As juvenile delinquents lurking around 1983, my friends and I snuck into Richard Pryor's final concert film, Here and Now. We were underage and unpolished, driven by the same hormone-laced adolescent curiosity that kept young Rich out late on the street corners in Peoria, Ill., singing to get laid and prompting his father to famously rule:
"Boy, have your ass home by 11!"
Rich didn't listen, and neither did we. We got busted by the usher, and so did Rich by his father, but none of us cared. There was more to life than schoolbooks and following orders.

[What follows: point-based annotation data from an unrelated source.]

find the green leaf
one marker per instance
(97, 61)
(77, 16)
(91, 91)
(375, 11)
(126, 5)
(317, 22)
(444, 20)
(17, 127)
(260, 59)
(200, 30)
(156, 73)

Comedy makes us laugh, but humor reminds us how alive we are. Rich was a master storyteller who could have a crowd literally howling with laughter, and at the same time bring an unpretentious empathy to his performances that left little room for clever punch lines and meek self-deprecation.
He was the writer who made Blazing Saddles blaze, the intimidating host secretly censored by a five-second delay on Saturday Night Live and the Bogen County Fair peddler who sold all his balloons to a ga-ga Gonzo and Camilla in The Muppet Movie.

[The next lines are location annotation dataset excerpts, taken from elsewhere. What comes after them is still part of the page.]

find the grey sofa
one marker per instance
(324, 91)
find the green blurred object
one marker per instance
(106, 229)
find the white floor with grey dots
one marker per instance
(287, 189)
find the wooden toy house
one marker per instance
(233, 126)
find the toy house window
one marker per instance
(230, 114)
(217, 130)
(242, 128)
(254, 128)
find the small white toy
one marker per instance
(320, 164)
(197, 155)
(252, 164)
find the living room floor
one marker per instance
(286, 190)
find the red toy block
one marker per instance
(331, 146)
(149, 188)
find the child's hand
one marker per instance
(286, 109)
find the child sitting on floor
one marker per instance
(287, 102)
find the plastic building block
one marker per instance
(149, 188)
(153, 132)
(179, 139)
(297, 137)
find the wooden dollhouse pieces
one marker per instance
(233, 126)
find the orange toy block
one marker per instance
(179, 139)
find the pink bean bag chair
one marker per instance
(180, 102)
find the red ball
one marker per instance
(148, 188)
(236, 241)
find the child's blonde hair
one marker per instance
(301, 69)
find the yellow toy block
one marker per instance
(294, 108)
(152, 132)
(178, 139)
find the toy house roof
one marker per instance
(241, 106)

Most important, he offered a creative voice that had not yet been heard in the late-1960s, one that portrayed the black American experience in its hilariously unburdened entirety. He found inherent humor where previously there was disavowal, humor that someone of any heritage could understand.
Rich began by traveling the comedy circuit in the mid 1960s, spouting the average, mannered routine of a button-down, middle-class, non-threatening Negro. He got little satisfaction from this role as the expected artist, and in his autobiography Pryor Convictions he wrote:
"I only know my days of pretending to be as slick and colorless as Cosby were numbered. There was a world of junkies and winos, pool hustlers and prostitutes, women and family screaming inside my head, trying to be heard."

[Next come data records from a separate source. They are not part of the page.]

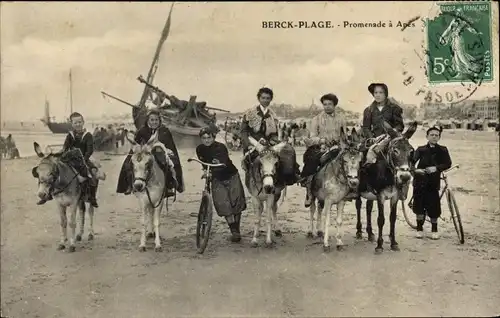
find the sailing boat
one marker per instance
(59, 127)
(183, 118)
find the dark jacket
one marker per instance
(83, 141)
(428, 156)
(248, 131)
(373, 119)
(217, 151)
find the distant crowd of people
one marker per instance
(108, 138)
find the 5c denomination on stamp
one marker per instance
(459, 43)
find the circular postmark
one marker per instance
(455, 53)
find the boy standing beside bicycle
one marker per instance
(432, 159)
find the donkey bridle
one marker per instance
(145, 180)
(55, 173)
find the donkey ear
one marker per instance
(34, 172)
(412, 127)
(130, 137)
(354, 135)
(38, 150)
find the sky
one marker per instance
(217, 51)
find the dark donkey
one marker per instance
(63, 181)
(388, 179)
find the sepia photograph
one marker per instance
(249, 159)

He walked away from performing in 1967, quite in the middle of a packed show in Las Vegas.
When he returned a year later, like Cassius Clay making that heroic leap to Ali, Rich had found the truth in himself. He had broken free of ignorance and advice to find inspiration in the voices of characters he heard and believed in. He no longer played by the rules.
To do this, Rich made a crossroads deal, that Faustian agreement with the darkness to speak with a voice of such rhythm, character and insight he seemed possessed with the unknown. He spoke staggeringly divine revelations with the devil's vulgar tongue, and that's the juice. That's also the pain, because to honestly portray the full ravishment of human experience, his eyes were permanently opened to it all-the euphoria, the deceit, the memories and costs, hating it all, taunting it, accepting it and, not least, wanting it all.
Rich's eyes never closed and, thankfully, neither did his mouth.
"The truth is gonna be funny, but it's gonna scare the shit outta folks," his most famous character, Mudbone, would say.
Rich told the truth without confessing, and if you think that's easy, try it sometime. He was a transmitter, a vibrating conduit of awareness, speaking in sonatas of feeling rather than feckless staccato observations. He played our holy fool in the most mythical sense, dangling his abundant indiscretions and uncertainties before us to recognize and claim as our own, the only things we can truly posses.
He understood what made us real and confided in us, his audience, as friends, without shame, keeping no intimacies for himself. In this way, he gained our trust, freeing our hearts from fear to laugh at the darkest of subjects-ourselves. It seems the only thing that never held him back was a reluctance to hold anything back.
"The comedy gods... swoop down and touch you at different times. But when they do it's like salvation. Or deliverance. It's as close to flying as man gets," he wrote in Pryor Convictions.
For an hour or so at a time, Rich gave us wings-and a solid, connected identity as human beings, flawed and fucking beautiful. One minute he's rapping about freebasing coke and the next he's a black American visiting Africa for the first time, finding the funk and the flight in both subjects. That's the transcendence of true art.
Mark Twain birthed American humor, and H.L. Mencken educated it, but Richard Pryor stripped it of its gospel and gave it a soul. His death was no surprise, but it reminds us how much this country needs to step back and laugh at itself. There is no one to fill his shoes, although many try them on for size, then trip over the untied laces of his influence.
While he was here, Rich prodded, suggested, created desire and delivered, but he never forced anything on us. Instead we sought him out for his magic gift, as he once did, playing that midnight fool from Peoria, ignoring his father's rules, and staying out late to meet the devil for some juice at the crossroads.
Sleep well, Rich-you finally got your ass home by 11.Don't waste your time on anything less than the recorded box set ...And It's Deep Too from Warner/Rhino and Pryor Convictions, his autobiography.